A alta da taxa de juros vai derrubar o aumento do consumo? Certamente o afetará. A dúvida é se vai interromper o ciclo de crescimento da economia. O Banco Central aumentou o aperto monetário num momento em que está havendo desaceleração da inflação no varejo e queda da confiança do consumidor e do empresário. O setor de bens de consumo duráveis será mais afetado que as vendas de imóveis.

O consumo vai crescer num nível mais fraco por causa do choque de juros decidido pelo Copom. Nos últimos meses, o país vinha se acostumando com taxas fortes de crescimento das vendas. Carros, celulares e computadores tiveram aumentos de vendas da ordem de 20%.

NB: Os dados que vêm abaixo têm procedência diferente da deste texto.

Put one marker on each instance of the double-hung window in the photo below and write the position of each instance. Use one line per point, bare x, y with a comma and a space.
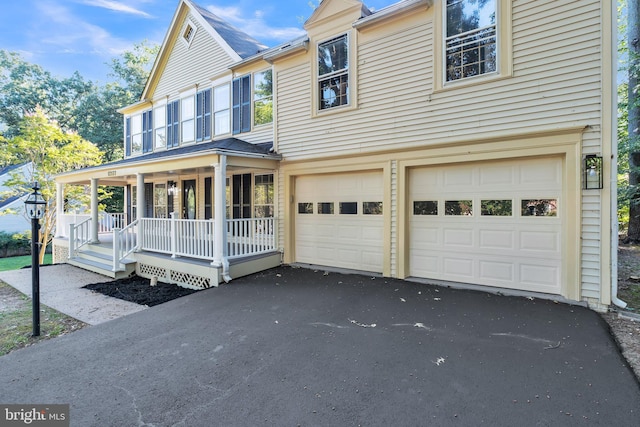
147, 131
263, 97
471, 38
221, 110
333, 72
242, 105
173, 124
203, 115
187, 119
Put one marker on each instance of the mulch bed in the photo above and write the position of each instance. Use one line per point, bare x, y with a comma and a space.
138, 290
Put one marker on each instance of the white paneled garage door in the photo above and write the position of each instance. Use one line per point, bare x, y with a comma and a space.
496, 223
339, 220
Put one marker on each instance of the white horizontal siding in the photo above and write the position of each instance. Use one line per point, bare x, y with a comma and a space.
196, 64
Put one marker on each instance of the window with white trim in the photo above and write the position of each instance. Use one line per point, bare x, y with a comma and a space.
333, 72
173, 124
187, 119
203, 115
470, 38
263, 97
221, 110
136, 134
160, 121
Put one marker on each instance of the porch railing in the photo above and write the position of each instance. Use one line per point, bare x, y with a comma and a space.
108, 221
194, 238
125, 242
250, 236
79, 235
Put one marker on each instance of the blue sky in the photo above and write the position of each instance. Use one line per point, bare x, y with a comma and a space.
64, 36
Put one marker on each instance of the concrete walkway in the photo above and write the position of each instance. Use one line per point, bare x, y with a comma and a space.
289, 347
61, 289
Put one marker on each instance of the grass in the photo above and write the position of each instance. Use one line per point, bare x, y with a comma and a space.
18, 262
16, 321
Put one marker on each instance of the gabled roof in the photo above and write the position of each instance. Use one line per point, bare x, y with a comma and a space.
237, 44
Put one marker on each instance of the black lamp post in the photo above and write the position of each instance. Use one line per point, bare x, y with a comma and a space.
34, 206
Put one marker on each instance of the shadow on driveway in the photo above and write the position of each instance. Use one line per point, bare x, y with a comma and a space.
300, 347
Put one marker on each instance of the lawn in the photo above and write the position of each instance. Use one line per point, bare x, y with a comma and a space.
18, 262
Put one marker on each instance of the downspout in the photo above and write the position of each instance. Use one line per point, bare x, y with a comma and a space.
614, 165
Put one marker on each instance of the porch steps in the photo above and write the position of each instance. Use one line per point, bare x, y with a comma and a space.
98, 259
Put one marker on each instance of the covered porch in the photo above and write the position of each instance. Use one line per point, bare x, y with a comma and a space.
194, 217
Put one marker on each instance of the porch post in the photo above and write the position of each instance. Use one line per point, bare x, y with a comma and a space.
220, 214
59, 208
140, 207
94, 210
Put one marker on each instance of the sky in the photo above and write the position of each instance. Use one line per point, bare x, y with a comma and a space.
64, 36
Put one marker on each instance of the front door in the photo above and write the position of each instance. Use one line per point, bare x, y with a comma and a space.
189, 199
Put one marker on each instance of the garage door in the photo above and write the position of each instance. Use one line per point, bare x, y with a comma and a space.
339, 220
496, 224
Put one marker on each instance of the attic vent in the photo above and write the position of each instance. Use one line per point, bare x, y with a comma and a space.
188, 33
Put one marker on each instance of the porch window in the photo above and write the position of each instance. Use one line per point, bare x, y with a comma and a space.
127, 136
136, 134
188, 119
160, 201
173, 124
263, 97
221, 110
333, 72
470, 46
160, 121
203, 115
263, 196
242, 105
147, 131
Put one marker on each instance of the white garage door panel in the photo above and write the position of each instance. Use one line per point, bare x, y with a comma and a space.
340, 240
516, 251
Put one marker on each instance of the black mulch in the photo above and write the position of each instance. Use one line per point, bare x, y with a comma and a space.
138, 289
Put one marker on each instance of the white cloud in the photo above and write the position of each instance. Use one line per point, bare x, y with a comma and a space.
116, 6
255, 25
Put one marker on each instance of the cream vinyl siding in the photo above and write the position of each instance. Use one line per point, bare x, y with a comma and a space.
196, 64
555, 84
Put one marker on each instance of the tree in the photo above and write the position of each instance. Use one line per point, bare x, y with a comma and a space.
51, 151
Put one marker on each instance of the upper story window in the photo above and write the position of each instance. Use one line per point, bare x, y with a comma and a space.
160, 121
333, 72
221, 110
173, 124
242, 105
187, 119
470, 46
203, 115
263, 97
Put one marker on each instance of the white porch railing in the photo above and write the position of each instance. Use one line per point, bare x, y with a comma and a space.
125, 242
79, 235
193, 238
252, 236
108, 221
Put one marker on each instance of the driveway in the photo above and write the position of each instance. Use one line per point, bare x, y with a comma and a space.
301, 347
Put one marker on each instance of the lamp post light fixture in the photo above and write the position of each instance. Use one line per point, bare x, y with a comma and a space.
34, 206
592, 172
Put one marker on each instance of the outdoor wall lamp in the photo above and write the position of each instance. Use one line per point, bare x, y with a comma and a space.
592, 172
34, 206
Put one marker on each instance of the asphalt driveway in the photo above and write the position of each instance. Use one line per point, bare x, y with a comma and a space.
300, 347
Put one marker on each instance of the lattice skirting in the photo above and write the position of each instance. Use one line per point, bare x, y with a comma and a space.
60, 254
180, 278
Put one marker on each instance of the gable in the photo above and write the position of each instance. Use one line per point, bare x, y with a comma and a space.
331, 10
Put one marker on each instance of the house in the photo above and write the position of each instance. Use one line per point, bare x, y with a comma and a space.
12, 219
462, 142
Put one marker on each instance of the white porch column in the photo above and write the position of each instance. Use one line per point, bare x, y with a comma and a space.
220, 208
140, 207
59, 208
94, 210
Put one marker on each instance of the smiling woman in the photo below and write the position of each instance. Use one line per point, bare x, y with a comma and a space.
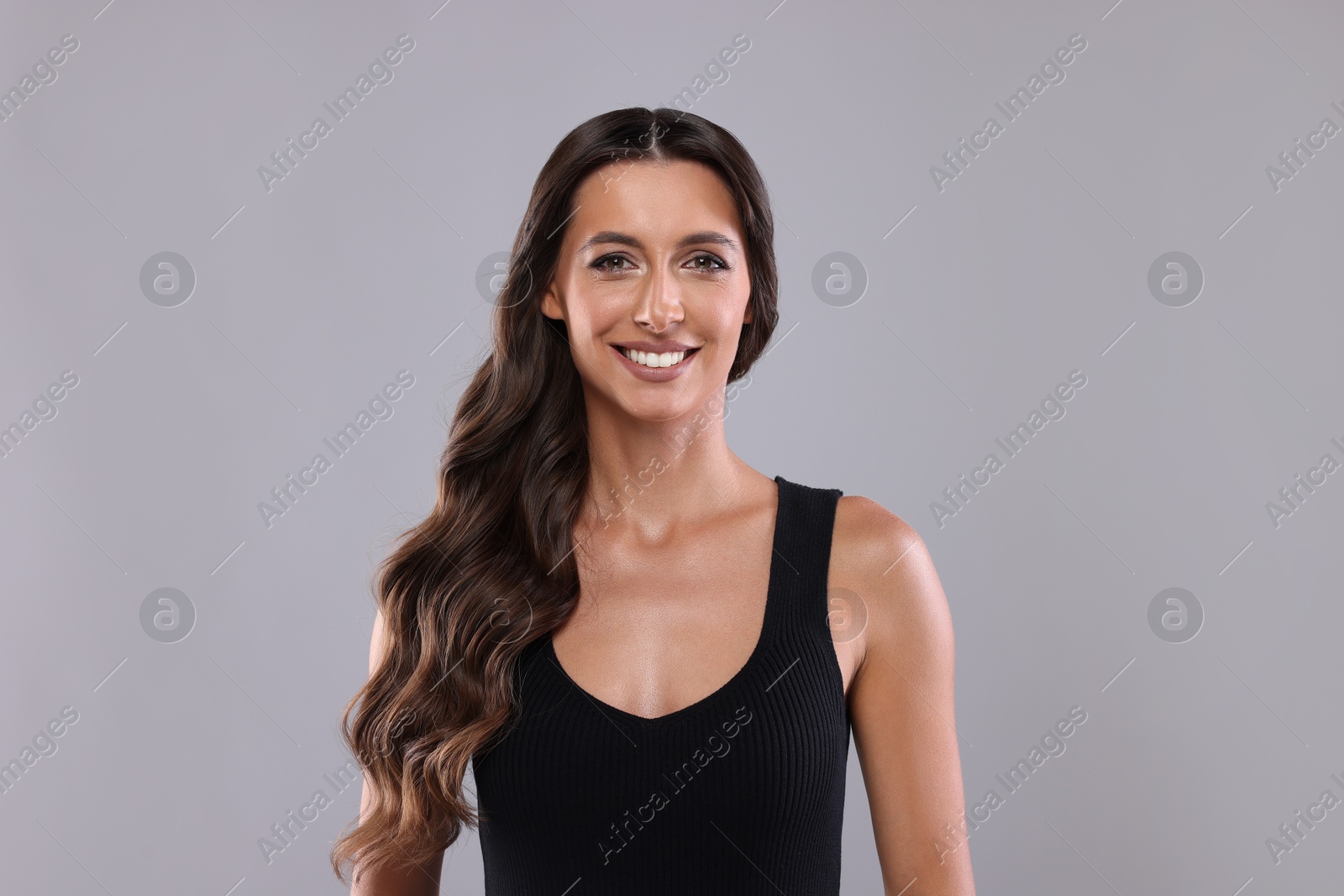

O presidente Lula disse que a inflação não vai subir, e que ele não vai deixar o consumo cair. Difícil perseguir os dois objetivos ao mesmo tempo num momento como o atual. A economia é feita de escolhas. Como o governo não está cortando o consumo público — em outras palavras, não está reduzindo os gastos — o Banco Central está encarecendo o crédito para reduzir o consumo privado.

O objetivo do BC é exatamente diminuir o consumo para garantir que os aumentos do atacado não cheguem ao varejo, cuja inflação já está perto do teto da meta. No IPCA-15, chegou a 6,3% o acumulado em 12 meses.